The third visit should be about three weeks to a month later. If things have not improved by then, along with continued therapy, the physician may recommend some form of an injection to provide limited improvement to the pain and inflammation. Maybe the diagnosis is tendonitis or bursitis. In general, those respond pretty well to injections. Just be aware that any time corticosteroids are injected into tendons, it weakens them tremendously so physical therapy should be continued at this point and the injured employee should also be doing home exercises.
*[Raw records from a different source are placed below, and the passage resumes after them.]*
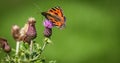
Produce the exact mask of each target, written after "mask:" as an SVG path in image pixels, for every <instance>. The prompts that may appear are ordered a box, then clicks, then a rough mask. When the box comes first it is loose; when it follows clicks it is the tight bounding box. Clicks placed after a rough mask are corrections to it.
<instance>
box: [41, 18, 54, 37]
mask: <svg viewBox="0 0 120 63" xmlns="http://www.w3.org/2000/svg"><path fill="white" fill-rule="evenodd" d="M43 25H44V26H45V30H44V36H45V37H50V36H51V35H52V28H53V23H52V22H51V21H49V20H47V19H46V20H45V21H44V22H43Z"/></svg>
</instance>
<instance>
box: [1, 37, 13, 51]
mask: <svg viewBox="0 0 120 63" xmlns="http://www.w3.org/2000/svg"><path fill="white" fill-rule="evenodd" d="M0 47H1V48H2V49H3V50H4V51H5V52H6V53H9V52H10V51H11V48H10V46H9V45H8V43H7V40H6V39H3V38H0Z"/></svg>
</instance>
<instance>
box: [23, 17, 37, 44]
mask: <svg viewBox="0 0 120 63" xmlns="http://www.w3.org/2000/svg"><path fill="white" fill-rule="evenodd" d="M35 23H36V21H35V19H34V18H29V19H28V22H27V24H25V26H24V27H23V28H22V29H21V35H22V36H23V37H22V40H23V41H24V42H28V43H30V41H31V40H33V39H35V38H36V36H37V33H36V28H35Z"/></svg>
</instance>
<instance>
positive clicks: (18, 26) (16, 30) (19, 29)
mask: <svg viewBox="0 0 120 63" xmlns="http://www.w3.org/2000/svg"><path fill="white" fill-rule="evenodd" d="M11 33H12V36H13V38H14V39H15V40H16V41H20V40H19V37H20V27H19V26H17V25H14V26H12V29H11Z"/></svg>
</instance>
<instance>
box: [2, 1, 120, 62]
mask: <svg viewBox="0 0 120 63" xmlns="http://www.w3.org/2000/svg"><path fill="white" fill-rule="evenodd" d="M55 6H60V7H61V8H62V9H63V11H64V15H65V16H66V27H65V29H63V30H59V29H57V28H54V29H53V35H52V41H53V43H52V44H50V45H48V46H47V47H46V49H45V51H44V53H43V55H44V56H45V58H46V60H47V61H49V60H56V61H57V63H120V43H119V42H120V40H119V37H120V33H119V32H120V30H119V29H120V22H119V21H120V2H119V0H0V37H4V38H6V39H7V40H8V42H9V44H10V45H11V47H13V48H15V41H14V39H13V38H12V36H11V27H12V25H14V24H17V25H19V26H21V27H22V26H23V25H24V24H25V23H26V21H27V19H28V18H29V17H35V19H36V21H37V23H36V27H37V34H38V37H37V38H36V41H37V42H38V43H40V44H41V45H42V44H43V43H42V40H43V38H44V37H43V30H44V27H43V24H42V22H43V19H44V17H43V16H42V15H41V14H40V13H41V12H42V11H47V10H48V9H49V8H51V7H55ZM3 56H5V54H4V53H3V52H2V53H1V54H0V59H1V58H3Z"/></svg>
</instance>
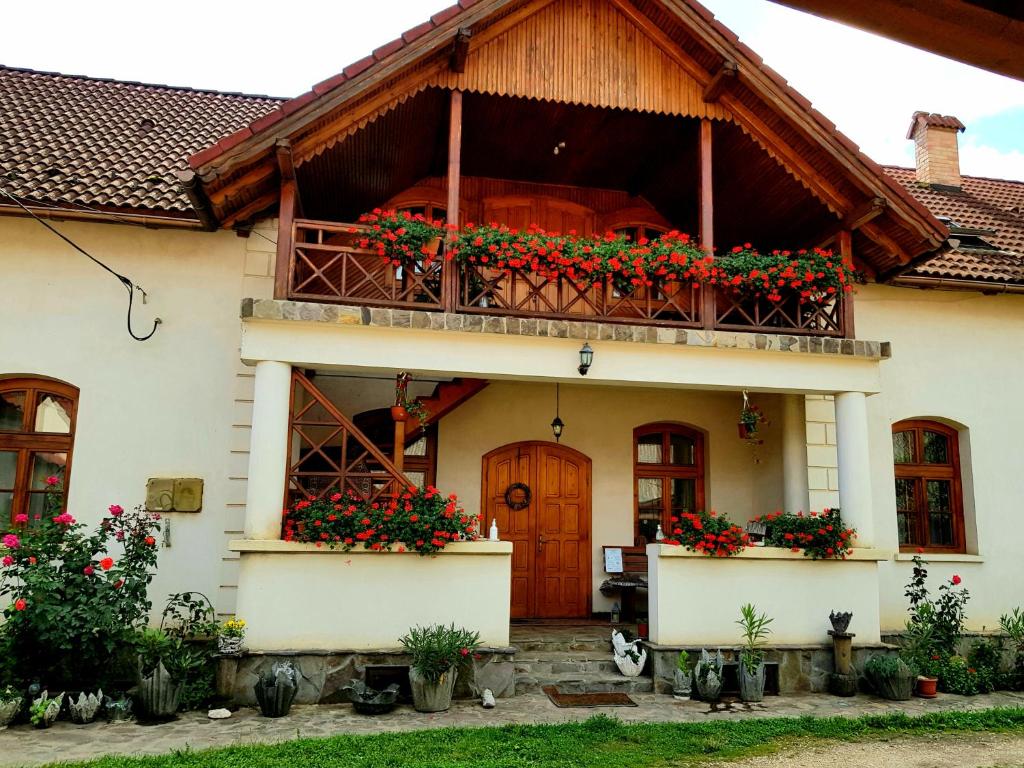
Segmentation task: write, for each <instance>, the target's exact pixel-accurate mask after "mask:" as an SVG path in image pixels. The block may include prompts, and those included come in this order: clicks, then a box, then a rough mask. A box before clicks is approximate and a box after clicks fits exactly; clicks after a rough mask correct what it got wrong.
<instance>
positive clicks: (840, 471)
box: [836, 392, 874, 547]
mask: <svg viewBox="0 0 1024 768" xmlns="http://www.w3.org/2000/svg"><path fill="white" fill-rule="evenodd" d="M836 442H837V444H838V447H839V503H840V508H841V510H842V513H843V521H844V522H845V523H846V524H847V525H849V526H850V527H854V528H856V529H857V546H858V547H870V546H872V545H873V543H874V514H873V510H872V508H871V466H870V456H869V453H868V449H867V398H866V397H865V396H864V393H863V392H841V393H840V394H837V395H836Z"/></svg>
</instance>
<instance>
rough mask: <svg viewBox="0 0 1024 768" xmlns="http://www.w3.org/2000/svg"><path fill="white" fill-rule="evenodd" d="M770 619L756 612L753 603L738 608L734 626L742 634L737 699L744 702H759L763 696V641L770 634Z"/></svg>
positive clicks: (763, 660)
mask: <svg viewBox="0 0 1024 768" xmlns="http://www.w3.org/2000/svg"><path fill="white" fill-rule="evenodd" d="M772 621H774V620H772V618H769V617H768V614H767V613H761V614H760V615H759V614H758V612H757V608H755V607H754V604H753V603H748V604H746V605H743V606H741V607H740V608H739V618H738V620H737V621H736V624H738V625H739V628H740V629H741V630H742V632H743V648H742V650H740V651H739V670H738V672H739V674H738V677H739V697H740V698H741V699H742V700H744V701H760V700H761V699H763V698H764V695H765V654H764V650H762V647H761V646H763V645H764V640H765V638H766V637H768V635H769V634H771V630H770V629H768V625H769V624H771V623H772Z"/></svg>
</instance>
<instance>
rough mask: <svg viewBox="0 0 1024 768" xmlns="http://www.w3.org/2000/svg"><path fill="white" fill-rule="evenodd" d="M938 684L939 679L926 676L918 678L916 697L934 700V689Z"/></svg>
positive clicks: (935, 687)
mask: <svg viewBox="0 0 1024 768" xmlns="http://www.w3.org/2000/svg"><path fill="white" fill-rule="evenodd" d="M938 684H939V679H938V678H937V677H927V676H926V675H919V676H918V695H919V696H920V697H921V698H935V697H936V696H937V695H938V693H936V688H937V686H938Z"/></svg>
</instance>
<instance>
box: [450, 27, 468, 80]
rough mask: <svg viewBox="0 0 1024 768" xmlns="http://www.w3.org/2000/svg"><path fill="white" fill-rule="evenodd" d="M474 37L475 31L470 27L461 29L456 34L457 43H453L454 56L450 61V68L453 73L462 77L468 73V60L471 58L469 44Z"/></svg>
mask: <svg viewBox="0 0 1024 768" xmlns="http://www.w3.org/2000/svg"><path fill="white" fill-rule="evenodd" d="M472 37H473V31H472V30H471V29H470V28H469V27H460V28H459V31H458V32H457V33H456V34H455V41H454V42H453V43H452V56H451V58H450V59H449V67H450V68H451V70H452V72H456V73H459V74H460V75H461V74H462V73H464V72H465V71H466V59H467V58H469V42H470V39H471V38H472Z"/></svg>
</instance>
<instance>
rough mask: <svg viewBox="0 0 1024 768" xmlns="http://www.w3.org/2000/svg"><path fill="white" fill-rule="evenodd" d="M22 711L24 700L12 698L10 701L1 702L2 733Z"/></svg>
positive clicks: (0, 702) (0, 714) (0, 708)
mask: <svg viewBox="0 0 1024 768" xmlns="http://www.w3.org/2000/svg"><path fill="white" fill-rule="evenodd" d="M20 711H22V699H20V698H12V699H10V700H8V701H0V731H2V730H3V729H4V728H6V727H7V726H8V725H10V724H11V722H12V721H13V720H14V718H16V717H17V713H19V712H20Z"/></svg>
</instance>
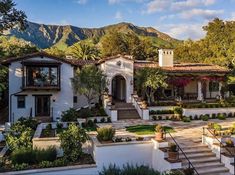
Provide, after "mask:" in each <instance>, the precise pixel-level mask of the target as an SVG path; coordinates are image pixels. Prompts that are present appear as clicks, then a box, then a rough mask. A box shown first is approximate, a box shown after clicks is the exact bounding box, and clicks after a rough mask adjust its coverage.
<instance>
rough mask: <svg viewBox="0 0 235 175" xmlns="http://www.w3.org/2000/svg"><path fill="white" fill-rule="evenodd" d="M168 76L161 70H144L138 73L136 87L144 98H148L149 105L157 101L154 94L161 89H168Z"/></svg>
mask: <svg viewBox="0 0 235 175" xmlns="http://www.w3.org/2000/svg"><path fill="white" fill-rule="evenodd" d="M166 79H167V76H166V75H165V74H164V73H163V71H162V70H161V69H159V68H149V67H146V68H143V69H139V70H138V71H137V72H136V87H137V90H138V91H139V92H141V94H142V97H144V96H146V97H147V101H148V104H151V103H152V102H154V101H155V97H154V94H155V92H156V91H157V89H159V88H165V87H167V83H166Z"/></svg>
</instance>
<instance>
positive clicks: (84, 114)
mask: <svg viewBox="0 0 235 175" xmlns="http://www.w3.org/2000/svg"><path fill="white" fill-rule="evenodd" d="M92 116H93V115H92V112H91V110H90V109H89V108H84V109H81V110H80V111H79V113H78V117H79V118H89V117H92Z"/></svg>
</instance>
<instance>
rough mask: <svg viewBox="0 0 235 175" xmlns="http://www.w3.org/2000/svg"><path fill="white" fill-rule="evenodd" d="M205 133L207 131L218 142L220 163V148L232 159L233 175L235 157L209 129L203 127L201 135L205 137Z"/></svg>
mask: <svg viewBox="0 0 235 175" xmlns="http://www.w3.org/2000/svg"><path fill="white" fill-rule="evenodd" d="M205 131H208V132H209V133H210V134H211V135H212V136H213V138H215V139H216V140H217V141H218V142H219V146H220V149H219V156H220V157H219V158H220V163H221V155H222V151H221V150H222V148H224V149H225V150H226V151H227V153H229V156H231V157H233V174H235V155H234V154H233V153H231V151H230V150H229V149H228V148H227V147H226V146H225V145H224V144H223V143H222V142H221V141H220V140H219V139H218V137H217V136H216V134H215V132H213V131H212V130H211V129H209V128H207V127H203V135H207V134H206V132H205Z"/></svg>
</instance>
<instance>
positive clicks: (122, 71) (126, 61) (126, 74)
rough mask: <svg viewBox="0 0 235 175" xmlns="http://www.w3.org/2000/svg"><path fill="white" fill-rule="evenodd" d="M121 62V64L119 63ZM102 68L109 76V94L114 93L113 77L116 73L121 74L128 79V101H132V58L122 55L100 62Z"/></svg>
mask: <svg viewBox="0 0 235 175" xmlns="http://www.w3.org/2000/svg"><path fill="white" fill-rule="evenodd" d="M117 63H120V66H119V65H118V64H117ZM100 69H101V70H102V71H103V72H104V74H105V75H106V76H107V81H108V82H109V83H108V89H109V94H110V95H112V79H113V78H114V77H115V76H116V75H121V76H123V77H124V78H125V80H126V102H128V103H131V95H132V94H133V81H134V80H133V74H134V72H133V71H134V63H133V61H132V60H128V59H125V58H123V57H122V56H120V57H118V58H115V59H111V60H107V61H105V62H104V63H102V64H100Z"/></svg>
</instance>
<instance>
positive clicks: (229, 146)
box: [225, 139, 235, 155]
mask: <svg viewBox="0 0 235 175" xmlns="http://www.w3.org/2000/svg"><path fill="white" fill-rule="evenodd" d="M225 144H226V145H225V146H226V149H227V150H228V151H229V153H231V154H232V155H235V146H234V143H233V140H232V139H227V140H226V142H225Z"/></svg>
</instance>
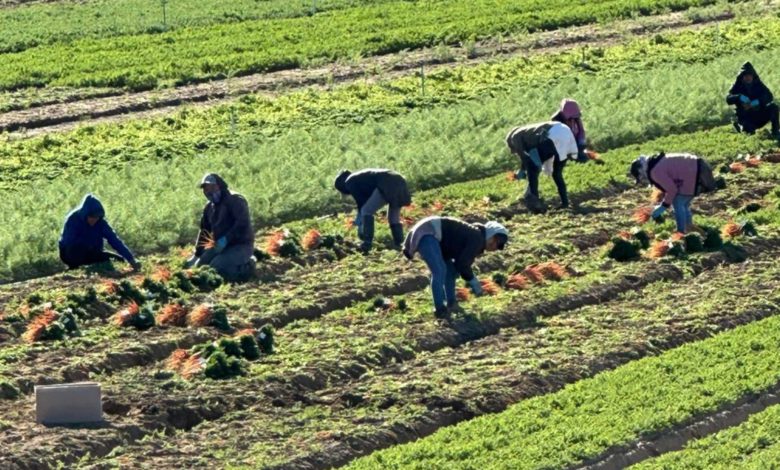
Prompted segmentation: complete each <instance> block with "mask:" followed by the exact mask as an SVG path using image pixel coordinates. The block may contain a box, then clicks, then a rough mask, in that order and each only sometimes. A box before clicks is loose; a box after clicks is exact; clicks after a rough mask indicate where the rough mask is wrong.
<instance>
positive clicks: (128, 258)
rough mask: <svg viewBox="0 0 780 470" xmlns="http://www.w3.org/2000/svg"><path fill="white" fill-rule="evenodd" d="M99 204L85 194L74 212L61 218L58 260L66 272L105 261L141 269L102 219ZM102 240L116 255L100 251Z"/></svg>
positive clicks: (136, 262) (97, 198)
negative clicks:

By the time you get to the fourth visit, which generally occurs at around six weeks, in 30% of cases the physician will do some form of imaging. One thing I recommend is doing an ultrasound in the office. It’s been used often by physicians, most of them physiatrists and is a less expensive and non-invasive way to diagnose tendonitis, bursitis, and all sorts of soft tissue problems.
More aggressive treatment such as surgery or arthrograms occur in approximately 10% of the cases. These procedures require the injection of dyes into the joint so there’s a greater risk of infection and other issues that could result from opening an area that was sterile. This option should only be used after three months if the injured employee does not respond to conservative treatment. For post-surgical treatment, you shouldn’t go beyond fourteen to twenty visits with physical therapy over eight to ten weeks.
These are general guidelines based on ODG and ACOEM that can be used to determine if a medical team is following evidence-based medicine. This valuable approach can ensure that the treatment plan is effective and can help reduce the risk of having poor outcomes in terms of the diagnosis and treatment of issues involving the shoulder.